Budget Memory Like Infrastructure

The final constraint is cost. Advanced builders often overfit on model quality and underfit on memory economics. Track session JSONL or equivalent logs across agents: wall-clock time, input tokens, output tokens, cache reads, tool calls, failed commands, and retries. Compare the same workload across models and tools. Use stronger models for ambiguous research, planning, and taste-heavy review; route bounded implementation, log summarization, and checklist verification to cheaper models when the evidence gate is objective.

Memory also has maintenance cost. Identity files rot slowly. Skills and workflow instructions rot faster. Materialized agents rot fastest because model behavior and tool conventions change underneath them. Keep a `memory/rot.md` or database table with review cadence by layer. Schedule pruning. Delete low-signal skills. Collapse verbose docs into gotchas. Move stale decisions to archived status instead of letting them compete with current constraints.

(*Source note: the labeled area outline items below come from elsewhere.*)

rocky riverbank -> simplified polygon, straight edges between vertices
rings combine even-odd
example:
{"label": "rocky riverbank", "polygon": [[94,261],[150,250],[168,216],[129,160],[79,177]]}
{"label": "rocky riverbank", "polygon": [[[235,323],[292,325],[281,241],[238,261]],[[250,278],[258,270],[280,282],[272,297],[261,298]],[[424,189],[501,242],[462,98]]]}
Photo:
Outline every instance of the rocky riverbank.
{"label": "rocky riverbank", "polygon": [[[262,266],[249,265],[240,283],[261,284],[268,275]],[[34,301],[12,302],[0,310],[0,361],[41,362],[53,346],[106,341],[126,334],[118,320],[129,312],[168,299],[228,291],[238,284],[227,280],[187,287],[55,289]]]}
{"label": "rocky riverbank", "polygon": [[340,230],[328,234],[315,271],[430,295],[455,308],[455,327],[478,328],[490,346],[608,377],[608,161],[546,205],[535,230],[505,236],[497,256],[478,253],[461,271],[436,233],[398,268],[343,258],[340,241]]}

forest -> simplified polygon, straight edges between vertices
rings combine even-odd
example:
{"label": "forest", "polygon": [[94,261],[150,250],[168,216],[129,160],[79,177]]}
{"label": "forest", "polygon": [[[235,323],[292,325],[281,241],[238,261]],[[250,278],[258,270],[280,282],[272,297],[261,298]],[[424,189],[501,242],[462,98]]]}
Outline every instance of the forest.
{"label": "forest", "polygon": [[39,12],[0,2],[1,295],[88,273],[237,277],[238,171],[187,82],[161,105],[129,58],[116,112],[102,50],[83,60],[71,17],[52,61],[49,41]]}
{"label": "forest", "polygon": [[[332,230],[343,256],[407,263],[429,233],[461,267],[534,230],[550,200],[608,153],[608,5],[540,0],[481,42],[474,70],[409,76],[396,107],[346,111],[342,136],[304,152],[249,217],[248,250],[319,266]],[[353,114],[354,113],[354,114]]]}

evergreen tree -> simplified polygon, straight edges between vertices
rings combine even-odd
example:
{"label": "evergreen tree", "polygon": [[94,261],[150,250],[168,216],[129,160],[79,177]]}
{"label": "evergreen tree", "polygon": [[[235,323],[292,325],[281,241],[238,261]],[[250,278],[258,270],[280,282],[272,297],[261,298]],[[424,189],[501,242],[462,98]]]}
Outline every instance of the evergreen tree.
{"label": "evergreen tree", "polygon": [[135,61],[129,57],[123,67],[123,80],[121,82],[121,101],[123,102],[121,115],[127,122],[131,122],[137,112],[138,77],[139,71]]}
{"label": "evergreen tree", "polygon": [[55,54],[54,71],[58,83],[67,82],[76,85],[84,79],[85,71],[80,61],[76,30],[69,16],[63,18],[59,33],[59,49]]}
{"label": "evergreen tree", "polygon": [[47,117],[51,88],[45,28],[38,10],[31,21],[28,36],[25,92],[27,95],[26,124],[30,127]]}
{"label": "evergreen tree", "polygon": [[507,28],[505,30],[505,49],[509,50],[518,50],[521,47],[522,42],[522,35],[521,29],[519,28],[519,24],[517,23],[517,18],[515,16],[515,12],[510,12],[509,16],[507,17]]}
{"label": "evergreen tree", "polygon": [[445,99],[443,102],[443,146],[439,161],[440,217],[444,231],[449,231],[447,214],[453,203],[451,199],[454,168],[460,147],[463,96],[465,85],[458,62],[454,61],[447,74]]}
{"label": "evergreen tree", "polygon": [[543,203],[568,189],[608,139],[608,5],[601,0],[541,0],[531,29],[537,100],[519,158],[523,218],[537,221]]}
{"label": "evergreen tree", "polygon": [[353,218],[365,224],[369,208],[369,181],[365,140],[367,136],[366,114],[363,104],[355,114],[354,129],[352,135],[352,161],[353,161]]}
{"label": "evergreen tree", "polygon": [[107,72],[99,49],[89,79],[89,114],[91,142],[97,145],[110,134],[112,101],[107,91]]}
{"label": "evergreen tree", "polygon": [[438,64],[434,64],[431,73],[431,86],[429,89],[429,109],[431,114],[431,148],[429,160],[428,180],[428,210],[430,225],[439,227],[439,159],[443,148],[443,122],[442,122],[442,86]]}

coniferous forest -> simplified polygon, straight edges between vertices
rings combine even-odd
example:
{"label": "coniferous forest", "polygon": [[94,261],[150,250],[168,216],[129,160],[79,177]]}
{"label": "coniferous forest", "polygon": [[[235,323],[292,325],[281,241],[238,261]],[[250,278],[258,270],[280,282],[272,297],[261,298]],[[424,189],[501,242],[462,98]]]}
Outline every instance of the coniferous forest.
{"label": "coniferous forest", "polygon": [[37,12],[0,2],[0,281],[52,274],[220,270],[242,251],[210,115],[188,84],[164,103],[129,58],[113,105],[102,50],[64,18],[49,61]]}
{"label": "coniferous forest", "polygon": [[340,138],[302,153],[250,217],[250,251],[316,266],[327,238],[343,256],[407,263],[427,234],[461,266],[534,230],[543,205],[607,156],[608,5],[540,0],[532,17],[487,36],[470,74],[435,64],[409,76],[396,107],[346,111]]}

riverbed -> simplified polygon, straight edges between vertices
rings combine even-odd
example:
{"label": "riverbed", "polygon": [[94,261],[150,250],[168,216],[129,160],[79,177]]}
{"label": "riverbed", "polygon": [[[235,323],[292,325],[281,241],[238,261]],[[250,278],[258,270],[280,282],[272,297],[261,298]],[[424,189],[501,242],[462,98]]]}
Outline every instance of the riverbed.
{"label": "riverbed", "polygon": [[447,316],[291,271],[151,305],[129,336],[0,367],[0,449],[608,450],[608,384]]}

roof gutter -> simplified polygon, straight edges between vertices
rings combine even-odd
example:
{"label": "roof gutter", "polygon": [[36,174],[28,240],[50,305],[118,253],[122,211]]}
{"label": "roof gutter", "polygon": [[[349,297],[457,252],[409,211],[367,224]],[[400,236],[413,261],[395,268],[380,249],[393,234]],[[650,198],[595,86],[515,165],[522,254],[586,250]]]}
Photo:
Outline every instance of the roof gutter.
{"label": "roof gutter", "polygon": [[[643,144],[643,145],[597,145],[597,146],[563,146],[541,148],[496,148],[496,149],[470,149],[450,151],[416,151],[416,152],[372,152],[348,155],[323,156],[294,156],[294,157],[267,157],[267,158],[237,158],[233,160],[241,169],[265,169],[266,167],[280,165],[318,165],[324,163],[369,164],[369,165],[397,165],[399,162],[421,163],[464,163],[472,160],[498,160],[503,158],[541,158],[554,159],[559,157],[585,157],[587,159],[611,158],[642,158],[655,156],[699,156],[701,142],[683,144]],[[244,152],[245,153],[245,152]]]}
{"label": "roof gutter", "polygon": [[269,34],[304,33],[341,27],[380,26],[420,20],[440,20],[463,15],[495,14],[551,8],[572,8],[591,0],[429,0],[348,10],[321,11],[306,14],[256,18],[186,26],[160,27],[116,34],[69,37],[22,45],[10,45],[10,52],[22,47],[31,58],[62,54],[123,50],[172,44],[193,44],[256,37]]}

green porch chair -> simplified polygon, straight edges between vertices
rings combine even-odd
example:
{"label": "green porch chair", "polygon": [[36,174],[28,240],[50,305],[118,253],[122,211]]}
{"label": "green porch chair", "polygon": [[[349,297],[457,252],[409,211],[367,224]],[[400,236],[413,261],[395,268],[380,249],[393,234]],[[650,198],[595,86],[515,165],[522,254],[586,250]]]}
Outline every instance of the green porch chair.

The target architecture is not a giant second brain. It is a small active context, a navigable durable store, and a loop that writes evidence back into the right shelf. That is what lets an agent run all night without becoming unmoored: it starts from the minimum relevant state, proves what it did, preserves only lessons that should alter future behavior, and leaves the next loop with less to guess.

Key takeaways

  • Keep `AGENTS.md` or `CLAUDE.md` as a pointer layer, not a documentation dump.
  • Separate specs, gotchas, decisions, failures, run logs, and retrospectives because each has a different read pattern and half-life.
  • Use structured metadata and indexes before vector search so retrieval is authoritative before it is semantic.
  • Require proof-of-work artifacts in run memory: hashes, logs, screenshots, recordings, CI IDs, or benchmark outputs.
  • Promote only durable lessons from logs into active memory; most session output should remain archive material.
  • Track token, time, retry, and failure metrics so memory design and model routing can be optimized empirically.